Alan Gottlieb, SAF founder and executive vice president, told TheGunMag.com the ruling by U.S. District Judge Ronald B. Leighton was not surprising.
Initiative 1639, passed almost two years ago, regulates so-called “semiautomatic assault rifles.” It prevents young adults aged 18-20 from purchasing and owning modern sporting rifles, and one thing Judge Leighton said in his 19-page ruling could have widespread repercussions.
“In sum,” the judge wrote, “18- to 20-year-olds are developmentally immature, commit a disproportionate share of violent crimes and have been successful subjects of public health and safety regulation in the past.”
But people that age can enlist in the military, they can vote, get married, enter into contracts, start businesses, and even buy long guns that are not semi-autos.
“The judge doesn’t think that 18 to 20-year-olds have rights,” Gottlieb said in an interview with the Daily World in Aberdeen. “A fundamental constitutional right should definitely apply to them as well.”

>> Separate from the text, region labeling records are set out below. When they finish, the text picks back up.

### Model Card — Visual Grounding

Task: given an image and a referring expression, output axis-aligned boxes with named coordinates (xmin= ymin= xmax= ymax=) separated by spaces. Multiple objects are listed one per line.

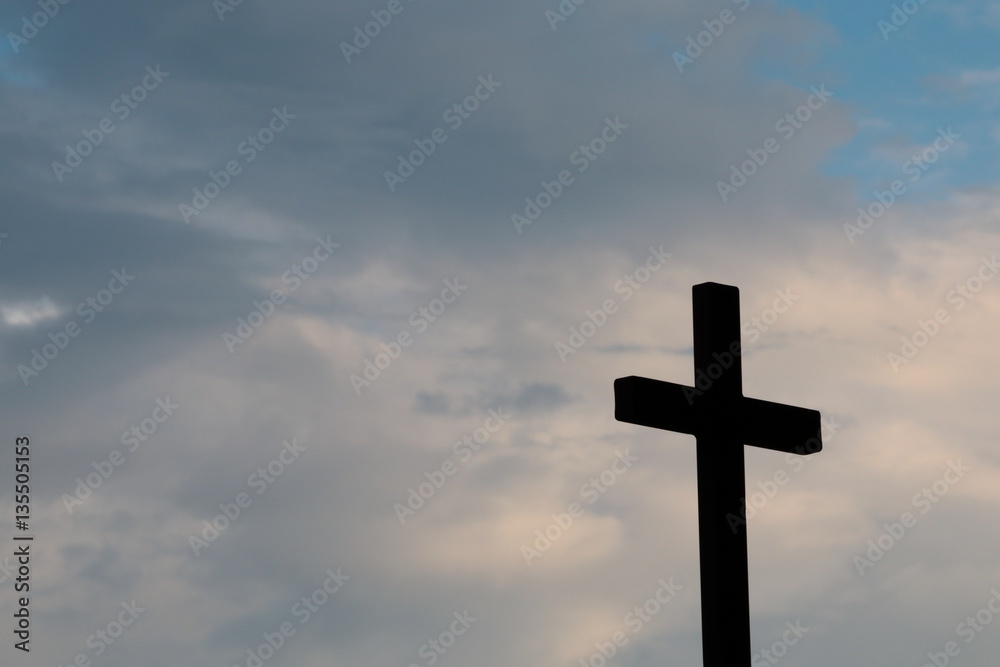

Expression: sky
xmin=0 ymin=0 xmax=1000 ymax=667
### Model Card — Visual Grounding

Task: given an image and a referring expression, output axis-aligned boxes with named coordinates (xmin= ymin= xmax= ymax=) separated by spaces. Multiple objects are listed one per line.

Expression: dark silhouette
xmin=615 ymin=283 xmax=822 ymax=667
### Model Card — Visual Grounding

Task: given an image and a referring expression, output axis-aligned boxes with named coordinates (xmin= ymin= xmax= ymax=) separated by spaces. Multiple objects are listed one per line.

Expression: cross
xmin=615 ymin=283 xmax=822 ymax=667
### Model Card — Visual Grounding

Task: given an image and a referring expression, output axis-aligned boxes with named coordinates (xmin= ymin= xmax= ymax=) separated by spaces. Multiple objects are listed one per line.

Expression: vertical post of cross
xmin=692 ymin=283 xmax=750 ymax=667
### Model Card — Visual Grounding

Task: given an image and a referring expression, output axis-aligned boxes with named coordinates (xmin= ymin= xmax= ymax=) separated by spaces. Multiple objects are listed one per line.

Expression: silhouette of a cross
xmin=615 ymin=283 xmax=822 ymax=667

Anti-gun Washington state Attorney General Bob Ferguson essentially gloated over the ruling, “An overwhelming majority of Washington voters approved Initiative 1639,” Ferguson said. “The NRA continues to challenge voter-approved, common sense gun reforms – and they continue to lose. I will not allow the NRA to undermine the will of the voters. If they choose to appeal, we will beat them again.”
Keely Hopkins with the National Rifle Association, which has partnered with SAF in the federal lawsuit, issued a statement blasting the ruling.

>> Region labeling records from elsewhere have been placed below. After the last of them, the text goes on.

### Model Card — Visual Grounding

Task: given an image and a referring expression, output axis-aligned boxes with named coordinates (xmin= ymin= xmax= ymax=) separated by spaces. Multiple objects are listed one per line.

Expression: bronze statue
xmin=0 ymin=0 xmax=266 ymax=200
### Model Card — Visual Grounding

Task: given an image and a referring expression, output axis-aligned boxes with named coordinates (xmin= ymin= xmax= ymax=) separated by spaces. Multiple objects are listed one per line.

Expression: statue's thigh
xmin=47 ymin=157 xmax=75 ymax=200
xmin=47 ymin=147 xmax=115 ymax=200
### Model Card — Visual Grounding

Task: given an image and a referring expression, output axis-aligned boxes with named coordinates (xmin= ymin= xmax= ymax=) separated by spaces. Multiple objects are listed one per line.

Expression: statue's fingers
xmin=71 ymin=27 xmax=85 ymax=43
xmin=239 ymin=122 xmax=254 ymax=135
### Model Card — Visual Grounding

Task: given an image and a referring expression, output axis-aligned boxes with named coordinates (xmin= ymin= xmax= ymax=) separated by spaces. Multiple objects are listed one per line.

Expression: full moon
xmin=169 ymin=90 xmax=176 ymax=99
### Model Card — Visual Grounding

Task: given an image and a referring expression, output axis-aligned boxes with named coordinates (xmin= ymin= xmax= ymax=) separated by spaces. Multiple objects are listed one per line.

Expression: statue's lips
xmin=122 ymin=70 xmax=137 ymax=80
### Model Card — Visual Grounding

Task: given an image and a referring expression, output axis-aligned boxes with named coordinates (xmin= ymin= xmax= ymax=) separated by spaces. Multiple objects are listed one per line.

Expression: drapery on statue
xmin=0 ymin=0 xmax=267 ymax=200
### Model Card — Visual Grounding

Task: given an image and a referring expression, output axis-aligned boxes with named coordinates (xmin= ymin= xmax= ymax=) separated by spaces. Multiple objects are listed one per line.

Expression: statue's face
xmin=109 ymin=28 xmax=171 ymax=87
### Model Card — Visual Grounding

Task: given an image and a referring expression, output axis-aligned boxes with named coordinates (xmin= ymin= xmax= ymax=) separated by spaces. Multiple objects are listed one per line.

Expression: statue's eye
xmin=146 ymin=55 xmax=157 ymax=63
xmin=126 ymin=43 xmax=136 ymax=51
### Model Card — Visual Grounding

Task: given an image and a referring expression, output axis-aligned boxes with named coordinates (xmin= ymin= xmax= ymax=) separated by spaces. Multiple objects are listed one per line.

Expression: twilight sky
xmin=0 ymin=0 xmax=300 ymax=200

“It’s disappointing but not surprising to learn that a sitting judge chose to blatantly disregard the constitutional infringements ballot initiative 1639 imposes upon law-abiding gun owners,” Hopkins said. “Now more than ever it is imperative that those who choose to exercise their Second Amendment rights are not denied this fundamental freedom no matter where they call home.”

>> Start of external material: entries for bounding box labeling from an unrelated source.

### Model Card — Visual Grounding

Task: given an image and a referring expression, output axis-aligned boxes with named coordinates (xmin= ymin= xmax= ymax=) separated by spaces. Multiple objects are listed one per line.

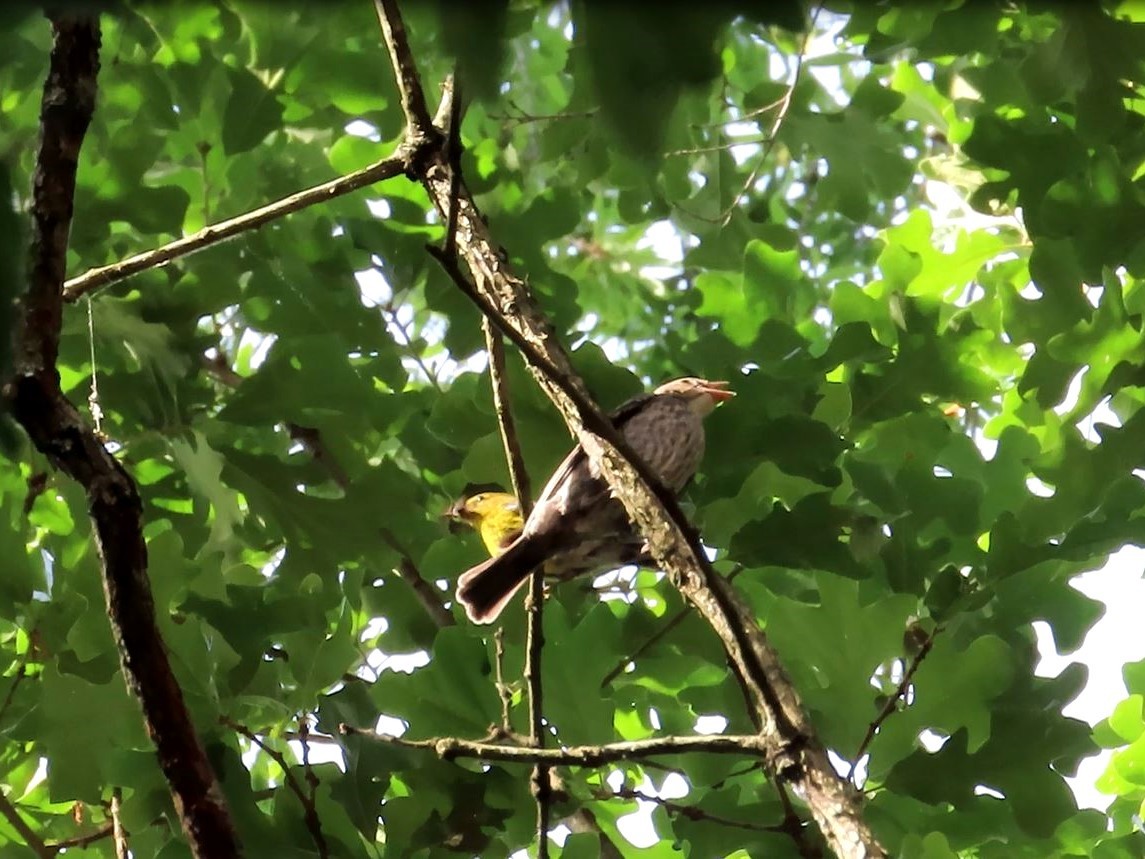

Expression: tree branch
xmin=338 ymin=724 xmax=763 ymax=767
xmin=376 ymin=0 xmax=885 ymax=859
xmin=111 ymin=787 xmax=131 ymax=859
xmin=64 ymin=154 xmax=410 ymax=304
xmin=219 ymin=716 xmax=330 ymax=859
xmin=0 ymin=791 xmax=49 ymax=859
xmin=3 ymin=16 xmax=238 ymax=859
xmin=609 ymin=787 xmax=787 ymax=833
xmin=381 ymin=528 xmax=455 ymax=629
xmin=203 ymin=353 xmax=453 ymax=628
xmin=481 ymin=316 xmax=532 ymax=510
xmin=847 ymin=625 xmax=942 ymax=781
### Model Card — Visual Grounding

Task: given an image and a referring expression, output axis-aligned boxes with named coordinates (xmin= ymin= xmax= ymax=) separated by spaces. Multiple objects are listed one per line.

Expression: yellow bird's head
xmin=445 ymin=492 xmax=524 ymax=555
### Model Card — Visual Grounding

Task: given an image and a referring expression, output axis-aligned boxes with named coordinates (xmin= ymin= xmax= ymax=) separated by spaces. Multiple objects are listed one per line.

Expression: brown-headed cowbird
xmin=457 ymin=377 xmax=735 ymax=623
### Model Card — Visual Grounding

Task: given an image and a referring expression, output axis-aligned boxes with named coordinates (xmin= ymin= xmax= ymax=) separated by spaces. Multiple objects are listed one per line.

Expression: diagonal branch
xmin=376 ymin=0 xmax=886 ymax=859
xmin=64 ymin=156 xmax=410 ymax=304
xmin=3 ymin=15 xmax=238 ymax=859
xmin=219 ymin=716 xmax=330 ymax=859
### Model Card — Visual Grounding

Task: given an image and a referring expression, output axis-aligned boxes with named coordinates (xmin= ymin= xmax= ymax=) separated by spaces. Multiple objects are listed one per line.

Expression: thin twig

Judge Leighton, a George W. Bush appointee, had earlier signaled his sentiments during a telephonic hearing in mid-August, when he told Joel Ard, attorney for the plaintiffs, that he would “have a very stiff headwind in your argument.”
“I don’t share the hyperbole about the evil of guns or the sanctity of the right to self-defense,” he said at the time, according to the Seattle Times. “This is just a plain vanilla analysis of the law as I see it.”
But the law in question is anything but “plain vanilla,” according to critics. Passed by just under 60 percent of Washington voters in November 2018, I-1639 invented the definition of a “semiautomatic assault rifle,” which actually is a non-existent firearm anywhere but on paper, as explained several times last year by Spokane County Sheriff Ozzie Knezovich. The definition broadly applies to every self-loading rifle ever manufactured anywhere around the world, including .22-caliber rimfire models for small game hunting, recreational shooting, training and competition.
In addition to the prohibition for young adults, it requires an “enhanced background check” which translates to a 10-day waiting period. It further requires proof of training within the past five years. There is a “safe storage” mandate, a waiver of confidentiality on medical records and, for reasons that have never been explained, language explaining Washington State’s preemption law was stricken from a state Department of Fish & Wildlife firearms pamphlet.
In the 3 ½ years since President Donald Trump took office, he has quietly been filling federal court vacancies with constitutional judges, including spots on the Ninth Circuit bench.